While Oracle Corporation (NYSE:ORCL) shares fell more than 3% in after-hours trade following the report, the decline extended to as much as 9% after the management offered a soft outlook for the second quarter on the earnings call.

Oracle announced adjusted EPS of $1.19 on revenue of $12.45 billion. Analysts polled by anticipated EPS of $1.15 on revenue of $12.44B.

Cloud services and license support revenues were up 13% to $9.5B year-on-year, but cloud license and on-premise license revenues were down 10% to $0.8B.

“As of today, AI development companies have signed contracts to purchase more than $4 billion of capacity in Oracle’s Gen2 Cloud.

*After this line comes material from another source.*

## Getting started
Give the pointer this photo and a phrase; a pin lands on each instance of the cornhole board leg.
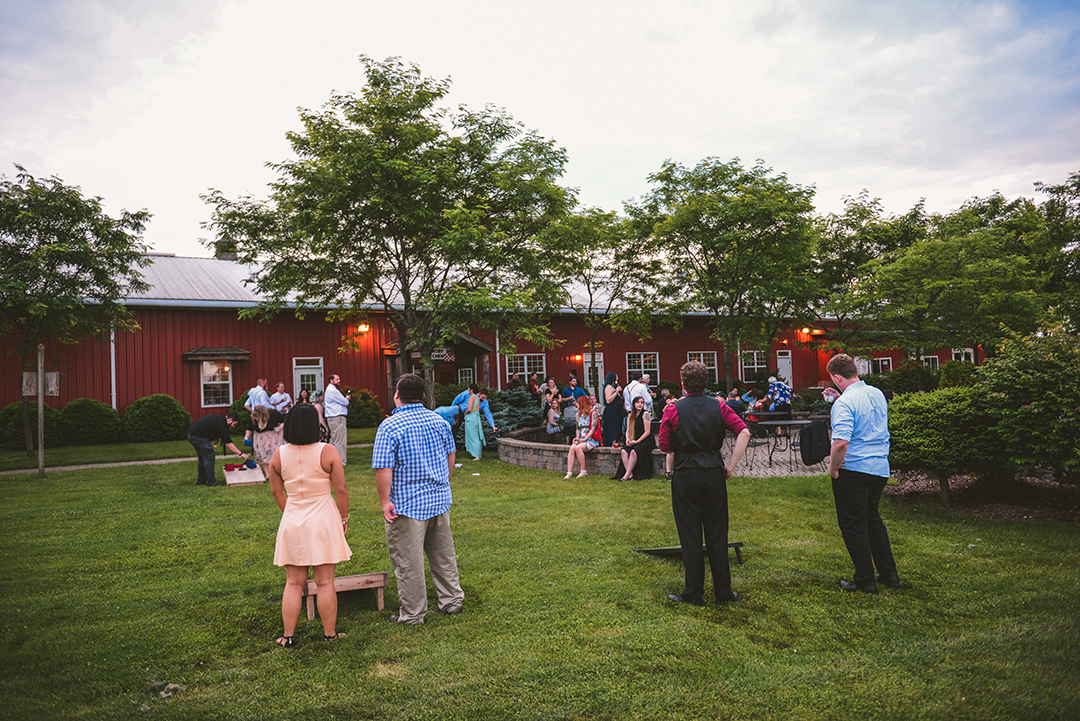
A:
(378, 581)
(676, 552)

That’s twice as much as we had booked at the end of Q4,” the company said Monday.

Adjusted operating margin rose to 41% from 39% in the same period last year.

On the earnings call, Oracle said it sees total revenue growing 5-7% at today’s currency rates and 3-5% in constant currency. The cloud revenue is seen growing at 28% in CC, below the 29% reported for Q1. This is likely the main source of post-earnings weakness in the stock.

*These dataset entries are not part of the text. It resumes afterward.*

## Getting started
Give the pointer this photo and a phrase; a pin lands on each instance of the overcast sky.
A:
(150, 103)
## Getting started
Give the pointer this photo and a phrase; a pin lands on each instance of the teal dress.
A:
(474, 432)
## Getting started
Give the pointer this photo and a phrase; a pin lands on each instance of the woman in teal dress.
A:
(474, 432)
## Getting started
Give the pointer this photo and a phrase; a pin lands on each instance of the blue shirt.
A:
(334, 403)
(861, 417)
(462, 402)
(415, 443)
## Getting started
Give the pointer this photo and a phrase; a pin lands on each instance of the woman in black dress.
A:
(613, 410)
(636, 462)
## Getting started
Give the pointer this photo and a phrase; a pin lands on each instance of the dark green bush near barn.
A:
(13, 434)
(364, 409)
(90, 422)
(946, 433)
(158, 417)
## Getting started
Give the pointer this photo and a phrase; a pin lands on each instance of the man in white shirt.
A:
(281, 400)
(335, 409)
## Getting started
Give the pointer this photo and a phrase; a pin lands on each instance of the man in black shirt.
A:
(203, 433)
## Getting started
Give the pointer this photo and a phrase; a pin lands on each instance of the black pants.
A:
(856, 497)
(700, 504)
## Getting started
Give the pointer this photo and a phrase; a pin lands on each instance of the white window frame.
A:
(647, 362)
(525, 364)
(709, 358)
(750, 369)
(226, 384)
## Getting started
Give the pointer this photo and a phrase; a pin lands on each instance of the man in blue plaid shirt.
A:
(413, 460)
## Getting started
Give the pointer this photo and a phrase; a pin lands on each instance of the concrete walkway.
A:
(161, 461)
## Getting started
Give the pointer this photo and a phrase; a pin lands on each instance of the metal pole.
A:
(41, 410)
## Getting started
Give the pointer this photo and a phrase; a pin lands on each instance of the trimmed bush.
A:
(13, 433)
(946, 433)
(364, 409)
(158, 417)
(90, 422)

The management attributed the soft cloud outlook to the accelerated transition of Cerner (NASDAQ:CERN) to the cloud.

“This transition is resulting in some near-term headwinds to the Cerner growth rate as customers move from licensed purchases, which are recognized upfront, to cloud subscriptions, which are recognized relatively,” CEO Safra Catz said on a call.

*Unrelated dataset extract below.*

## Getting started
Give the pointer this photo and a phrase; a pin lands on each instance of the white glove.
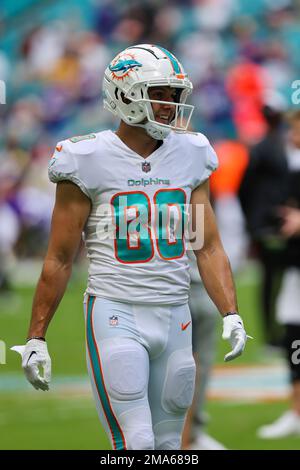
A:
(233, 330)
(34, 355)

Adjusted EPS is seen at $1.29 (up or down 2 cents), above the $1.25 consensus.

Oracle is due to have its financial analyst meeting next week, where it may update its mid-term outlook.

Goldman Sachs analysts said the company’s Q2 outlook “fell short of lofty expectations.”

“While the print/guide is unlikely to dissuade bulls, we see the current risk/reward skew as balanced in lieu of upside to near-term expects given an already demanding valuation profile,” they wrote in a note.

For Guggenheim analysts, the Oracle bullish thesis remains intact.

“We see little risk in achieving F2Q goals, especially given the $1.5B in bookings in the first week of the quarter. Do these results change our thesis on ORCL? No. We continue to believe that the three legs of growth either still have much to go (SaaS), are at a very early stage (OCI), or are only just beginning (On Prem database migration to the Cloud). We reiterate ORCL as Buy rated and our Best Idea,” they said in a client note.